Open moon-chilled opened 2 years ago
Also investigate: for scalar tables that blow out of cache, might it be worthwhile to use a slower, higher quality hash function than crc, in order to reduce memory traffic from extraneous probes?
We picked out wyhash for BQN, which seems to be going well. It also comes with a very fast random number generator, although the state space on that is kind of small.
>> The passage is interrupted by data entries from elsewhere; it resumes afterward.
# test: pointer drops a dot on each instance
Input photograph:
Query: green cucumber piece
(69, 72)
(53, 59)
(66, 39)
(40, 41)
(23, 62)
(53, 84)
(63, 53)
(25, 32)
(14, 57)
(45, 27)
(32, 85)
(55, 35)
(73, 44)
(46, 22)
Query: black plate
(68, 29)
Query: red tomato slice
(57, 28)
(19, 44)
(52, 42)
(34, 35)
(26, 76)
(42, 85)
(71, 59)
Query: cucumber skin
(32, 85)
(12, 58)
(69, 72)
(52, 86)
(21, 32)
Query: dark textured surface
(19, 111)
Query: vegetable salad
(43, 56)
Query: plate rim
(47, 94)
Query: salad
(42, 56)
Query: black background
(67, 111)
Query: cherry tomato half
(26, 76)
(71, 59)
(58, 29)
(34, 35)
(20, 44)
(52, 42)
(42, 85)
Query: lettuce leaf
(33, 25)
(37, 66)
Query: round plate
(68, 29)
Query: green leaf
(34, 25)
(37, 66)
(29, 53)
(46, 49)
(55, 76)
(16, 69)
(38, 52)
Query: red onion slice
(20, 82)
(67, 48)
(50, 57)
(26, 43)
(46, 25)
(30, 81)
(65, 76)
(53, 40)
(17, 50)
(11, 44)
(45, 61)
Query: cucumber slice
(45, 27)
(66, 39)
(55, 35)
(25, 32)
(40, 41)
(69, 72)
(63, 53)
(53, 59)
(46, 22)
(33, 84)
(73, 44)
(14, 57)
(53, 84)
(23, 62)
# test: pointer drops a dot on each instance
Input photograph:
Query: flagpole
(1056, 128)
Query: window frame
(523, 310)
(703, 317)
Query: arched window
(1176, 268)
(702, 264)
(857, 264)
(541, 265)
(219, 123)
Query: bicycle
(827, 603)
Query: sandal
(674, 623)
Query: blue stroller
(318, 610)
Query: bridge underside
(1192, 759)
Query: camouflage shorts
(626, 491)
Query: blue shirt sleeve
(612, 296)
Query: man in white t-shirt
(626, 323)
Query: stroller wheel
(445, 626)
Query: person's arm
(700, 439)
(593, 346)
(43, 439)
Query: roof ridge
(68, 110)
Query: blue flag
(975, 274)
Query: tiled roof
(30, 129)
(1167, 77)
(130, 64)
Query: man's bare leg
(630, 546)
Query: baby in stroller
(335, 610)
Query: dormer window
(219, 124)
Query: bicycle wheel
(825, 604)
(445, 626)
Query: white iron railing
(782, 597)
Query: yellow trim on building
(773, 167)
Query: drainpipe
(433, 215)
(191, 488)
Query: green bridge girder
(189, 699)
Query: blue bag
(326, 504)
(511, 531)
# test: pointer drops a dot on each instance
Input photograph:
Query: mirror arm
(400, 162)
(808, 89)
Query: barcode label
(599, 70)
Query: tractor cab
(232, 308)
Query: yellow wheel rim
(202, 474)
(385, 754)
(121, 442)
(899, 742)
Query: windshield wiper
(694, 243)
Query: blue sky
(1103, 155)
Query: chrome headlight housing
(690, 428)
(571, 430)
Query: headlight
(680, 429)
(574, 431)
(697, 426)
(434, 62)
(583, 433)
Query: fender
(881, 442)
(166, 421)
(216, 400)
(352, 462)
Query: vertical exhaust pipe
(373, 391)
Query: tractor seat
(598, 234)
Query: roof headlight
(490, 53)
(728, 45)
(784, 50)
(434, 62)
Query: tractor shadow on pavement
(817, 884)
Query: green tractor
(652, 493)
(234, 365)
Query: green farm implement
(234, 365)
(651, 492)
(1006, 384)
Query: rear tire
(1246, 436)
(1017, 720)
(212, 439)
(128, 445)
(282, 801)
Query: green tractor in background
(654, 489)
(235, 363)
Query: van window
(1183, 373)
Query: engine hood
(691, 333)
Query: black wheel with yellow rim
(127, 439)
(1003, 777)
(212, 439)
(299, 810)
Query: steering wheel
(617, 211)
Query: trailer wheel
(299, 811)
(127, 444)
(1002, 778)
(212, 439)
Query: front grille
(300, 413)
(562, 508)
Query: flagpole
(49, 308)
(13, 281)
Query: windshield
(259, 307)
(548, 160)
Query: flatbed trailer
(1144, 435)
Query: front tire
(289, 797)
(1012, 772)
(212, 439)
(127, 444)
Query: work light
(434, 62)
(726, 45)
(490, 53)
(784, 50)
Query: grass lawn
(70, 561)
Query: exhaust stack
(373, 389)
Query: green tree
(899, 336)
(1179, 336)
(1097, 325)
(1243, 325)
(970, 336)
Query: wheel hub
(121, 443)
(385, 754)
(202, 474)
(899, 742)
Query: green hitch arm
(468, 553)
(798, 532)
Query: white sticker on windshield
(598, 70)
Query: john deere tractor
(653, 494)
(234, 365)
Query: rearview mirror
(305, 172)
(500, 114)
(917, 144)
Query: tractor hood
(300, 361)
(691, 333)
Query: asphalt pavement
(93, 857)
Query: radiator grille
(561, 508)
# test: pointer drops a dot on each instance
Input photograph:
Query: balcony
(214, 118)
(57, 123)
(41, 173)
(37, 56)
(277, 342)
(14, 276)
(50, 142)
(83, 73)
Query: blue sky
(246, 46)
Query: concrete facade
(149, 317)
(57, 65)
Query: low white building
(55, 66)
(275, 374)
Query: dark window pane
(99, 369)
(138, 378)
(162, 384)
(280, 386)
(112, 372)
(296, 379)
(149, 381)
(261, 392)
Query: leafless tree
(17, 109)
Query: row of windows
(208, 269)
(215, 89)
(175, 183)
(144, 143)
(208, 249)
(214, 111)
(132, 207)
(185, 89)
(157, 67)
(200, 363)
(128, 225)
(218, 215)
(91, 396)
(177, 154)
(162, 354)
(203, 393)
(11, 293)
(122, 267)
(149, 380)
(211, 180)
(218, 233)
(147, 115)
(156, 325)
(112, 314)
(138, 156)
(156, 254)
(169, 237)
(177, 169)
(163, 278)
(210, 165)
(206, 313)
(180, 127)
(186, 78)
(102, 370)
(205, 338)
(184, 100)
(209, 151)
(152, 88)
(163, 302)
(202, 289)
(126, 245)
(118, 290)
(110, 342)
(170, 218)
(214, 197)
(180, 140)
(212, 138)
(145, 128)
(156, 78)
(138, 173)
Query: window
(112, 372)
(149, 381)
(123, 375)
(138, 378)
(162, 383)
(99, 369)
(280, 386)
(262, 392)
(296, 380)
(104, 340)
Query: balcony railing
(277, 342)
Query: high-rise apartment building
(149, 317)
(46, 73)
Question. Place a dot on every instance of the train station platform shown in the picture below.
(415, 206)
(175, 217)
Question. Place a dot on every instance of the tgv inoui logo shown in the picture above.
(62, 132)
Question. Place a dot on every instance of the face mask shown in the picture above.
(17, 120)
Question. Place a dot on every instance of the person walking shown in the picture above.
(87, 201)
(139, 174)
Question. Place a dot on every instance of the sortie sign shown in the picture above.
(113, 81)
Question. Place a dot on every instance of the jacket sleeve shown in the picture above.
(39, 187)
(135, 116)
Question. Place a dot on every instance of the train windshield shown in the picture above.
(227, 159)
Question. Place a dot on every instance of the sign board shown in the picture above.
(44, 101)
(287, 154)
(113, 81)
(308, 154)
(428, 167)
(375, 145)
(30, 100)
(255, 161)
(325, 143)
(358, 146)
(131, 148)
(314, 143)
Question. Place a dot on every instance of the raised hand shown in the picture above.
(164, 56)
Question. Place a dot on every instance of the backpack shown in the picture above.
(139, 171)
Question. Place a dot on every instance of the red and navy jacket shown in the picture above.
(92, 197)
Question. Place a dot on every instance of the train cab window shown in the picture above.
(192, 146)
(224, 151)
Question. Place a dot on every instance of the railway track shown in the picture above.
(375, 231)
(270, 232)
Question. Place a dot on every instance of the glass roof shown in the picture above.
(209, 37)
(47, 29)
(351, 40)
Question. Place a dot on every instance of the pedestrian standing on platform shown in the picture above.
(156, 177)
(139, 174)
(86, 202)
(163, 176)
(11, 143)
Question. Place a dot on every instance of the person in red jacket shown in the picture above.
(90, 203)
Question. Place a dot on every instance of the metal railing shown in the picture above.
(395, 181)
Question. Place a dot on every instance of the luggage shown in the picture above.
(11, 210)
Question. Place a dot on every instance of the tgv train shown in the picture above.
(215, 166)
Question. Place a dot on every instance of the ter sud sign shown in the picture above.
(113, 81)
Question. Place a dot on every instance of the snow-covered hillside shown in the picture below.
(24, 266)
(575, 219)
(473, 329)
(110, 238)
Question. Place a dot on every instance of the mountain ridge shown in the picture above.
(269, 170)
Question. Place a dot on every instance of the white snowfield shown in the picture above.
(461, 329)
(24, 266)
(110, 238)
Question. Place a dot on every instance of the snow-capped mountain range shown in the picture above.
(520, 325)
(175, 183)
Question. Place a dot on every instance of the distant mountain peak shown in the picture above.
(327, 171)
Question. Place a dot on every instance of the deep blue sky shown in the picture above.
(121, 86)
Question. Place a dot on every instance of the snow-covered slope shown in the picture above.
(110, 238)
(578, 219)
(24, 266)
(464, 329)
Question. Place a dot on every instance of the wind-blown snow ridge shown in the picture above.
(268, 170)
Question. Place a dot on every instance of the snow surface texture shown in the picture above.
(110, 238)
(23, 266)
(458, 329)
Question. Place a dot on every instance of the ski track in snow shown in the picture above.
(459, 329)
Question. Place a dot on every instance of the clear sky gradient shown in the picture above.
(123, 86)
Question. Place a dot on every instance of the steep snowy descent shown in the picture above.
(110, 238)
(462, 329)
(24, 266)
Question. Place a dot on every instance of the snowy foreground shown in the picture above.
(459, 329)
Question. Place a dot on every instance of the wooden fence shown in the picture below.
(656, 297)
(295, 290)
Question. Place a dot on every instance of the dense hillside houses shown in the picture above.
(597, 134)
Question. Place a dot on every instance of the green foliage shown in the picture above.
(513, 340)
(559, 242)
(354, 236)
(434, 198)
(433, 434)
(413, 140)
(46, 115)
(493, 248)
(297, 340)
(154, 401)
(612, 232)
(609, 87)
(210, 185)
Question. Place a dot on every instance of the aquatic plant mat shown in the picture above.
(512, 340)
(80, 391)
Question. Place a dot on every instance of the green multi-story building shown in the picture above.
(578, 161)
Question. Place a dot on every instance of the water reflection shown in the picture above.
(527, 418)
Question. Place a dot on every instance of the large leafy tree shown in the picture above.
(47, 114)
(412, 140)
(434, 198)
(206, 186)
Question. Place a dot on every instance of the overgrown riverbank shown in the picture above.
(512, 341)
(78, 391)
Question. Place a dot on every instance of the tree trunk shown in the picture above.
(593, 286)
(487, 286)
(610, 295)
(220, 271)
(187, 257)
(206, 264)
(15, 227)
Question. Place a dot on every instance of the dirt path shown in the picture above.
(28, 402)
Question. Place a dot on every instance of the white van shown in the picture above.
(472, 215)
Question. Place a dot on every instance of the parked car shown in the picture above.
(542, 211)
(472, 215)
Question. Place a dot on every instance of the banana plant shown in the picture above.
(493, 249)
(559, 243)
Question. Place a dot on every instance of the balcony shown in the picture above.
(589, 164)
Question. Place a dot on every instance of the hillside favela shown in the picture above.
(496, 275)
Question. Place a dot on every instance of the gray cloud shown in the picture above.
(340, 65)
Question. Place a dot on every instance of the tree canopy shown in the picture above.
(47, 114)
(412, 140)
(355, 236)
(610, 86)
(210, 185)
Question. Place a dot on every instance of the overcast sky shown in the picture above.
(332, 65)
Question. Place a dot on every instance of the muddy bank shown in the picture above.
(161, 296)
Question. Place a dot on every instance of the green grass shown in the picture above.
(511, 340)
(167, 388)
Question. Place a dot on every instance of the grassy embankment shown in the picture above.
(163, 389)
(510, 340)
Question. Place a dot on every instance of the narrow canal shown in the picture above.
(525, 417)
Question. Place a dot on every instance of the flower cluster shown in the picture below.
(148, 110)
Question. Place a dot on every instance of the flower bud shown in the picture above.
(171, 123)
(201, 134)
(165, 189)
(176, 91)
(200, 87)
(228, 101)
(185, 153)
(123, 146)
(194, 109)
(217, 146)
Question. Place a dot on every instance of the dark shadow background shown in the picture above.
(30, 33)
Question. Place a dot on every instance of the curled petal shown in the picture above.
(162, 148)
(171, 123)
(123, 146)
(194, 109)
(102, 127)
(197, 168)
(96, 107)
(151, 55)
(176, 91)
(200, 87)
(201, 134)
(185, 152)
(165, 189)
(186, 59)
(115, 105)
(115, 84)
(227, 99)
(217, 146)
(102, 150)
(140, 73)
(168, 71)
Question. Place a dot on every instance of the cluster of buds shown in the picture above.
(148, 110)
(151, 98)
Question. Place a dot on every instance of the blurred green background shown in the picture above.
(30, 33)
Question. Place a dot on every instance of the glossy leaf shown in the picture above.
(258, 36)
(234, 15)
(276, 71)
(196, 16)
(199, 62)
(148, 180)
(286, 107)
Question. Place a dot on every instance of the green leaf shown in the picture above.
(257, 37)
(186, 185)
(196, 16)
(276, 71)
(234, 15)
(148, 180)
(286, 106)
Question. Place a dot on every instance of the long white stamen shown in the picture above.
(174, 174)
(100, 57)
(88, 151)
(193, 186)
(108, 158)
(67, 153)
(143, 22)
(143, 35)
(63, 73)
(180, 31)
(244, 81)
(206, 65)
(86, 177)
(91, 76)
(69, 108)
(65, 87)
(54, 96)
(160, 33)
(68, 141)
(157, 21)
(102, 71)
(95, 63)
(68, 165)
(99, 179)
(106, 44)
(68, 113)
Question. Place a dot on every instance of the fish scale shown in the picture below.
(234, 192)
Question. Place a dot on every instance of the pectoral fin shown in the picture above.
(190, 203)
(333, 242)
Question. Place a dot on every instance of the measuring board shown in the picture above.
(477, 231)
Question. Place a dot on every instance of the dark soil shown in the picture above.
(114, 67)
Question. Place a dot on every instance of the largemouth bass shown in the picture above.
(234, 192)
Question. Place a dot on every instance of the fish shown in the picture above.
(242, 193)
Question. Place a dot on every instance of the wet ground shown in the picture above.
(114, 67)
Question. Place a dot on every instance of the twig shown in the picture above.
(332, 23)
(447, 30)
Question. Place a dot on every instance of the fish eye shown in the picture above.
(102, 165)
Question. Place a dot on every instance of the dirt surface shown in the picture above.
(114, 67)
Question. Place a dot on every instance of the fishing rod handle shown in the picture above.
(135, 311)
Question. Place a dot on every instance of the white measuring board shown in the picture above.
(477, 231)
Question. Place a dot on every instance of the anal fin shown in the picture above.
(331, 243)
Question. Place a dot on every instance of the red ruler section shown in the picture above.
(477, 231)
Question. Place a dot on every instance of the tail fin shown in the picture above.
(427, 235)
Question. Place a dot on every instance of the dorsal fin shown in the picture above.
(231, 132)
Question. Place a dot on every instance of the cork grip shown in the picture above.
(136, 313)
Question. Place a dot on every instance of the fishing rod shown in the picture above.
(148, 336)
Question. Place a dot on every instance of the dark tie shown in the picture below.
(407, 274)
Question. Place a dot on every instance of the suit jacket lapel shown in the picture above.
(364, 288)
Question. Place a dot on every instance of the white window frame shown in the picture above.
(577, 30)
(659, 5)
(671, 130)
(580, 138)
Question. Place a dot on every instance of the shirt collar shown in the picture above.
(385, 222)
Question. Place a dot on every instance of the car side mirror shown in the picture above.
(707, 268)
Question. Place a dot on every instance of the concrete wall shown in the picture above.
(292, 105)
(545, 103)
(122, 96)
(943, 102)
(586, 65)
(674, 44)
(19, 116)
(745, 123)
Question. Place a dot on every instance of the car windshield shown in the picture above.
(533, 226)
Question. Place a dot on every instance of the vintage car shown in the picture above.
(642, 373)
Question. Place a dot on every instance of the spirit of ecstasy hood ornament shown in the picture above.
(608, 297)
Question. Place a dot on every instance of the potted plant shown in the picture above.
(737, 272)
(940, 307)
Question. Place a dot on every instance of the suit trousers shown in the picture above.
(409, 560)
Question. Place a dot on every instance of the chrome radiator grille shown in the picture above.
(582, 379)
What I've seen with a table with a bad multiplication-based hash was that it usually had fewer collisions but occasionally a very large number of them. I think CRC is probably similar, so having a backup option for protection is good but you shouldn't expect it to speed things up generally. Either way the effect should be very small relative to the base rate of collisions.
I have experience with l4z which uses xxhash. L4z is insanely fast.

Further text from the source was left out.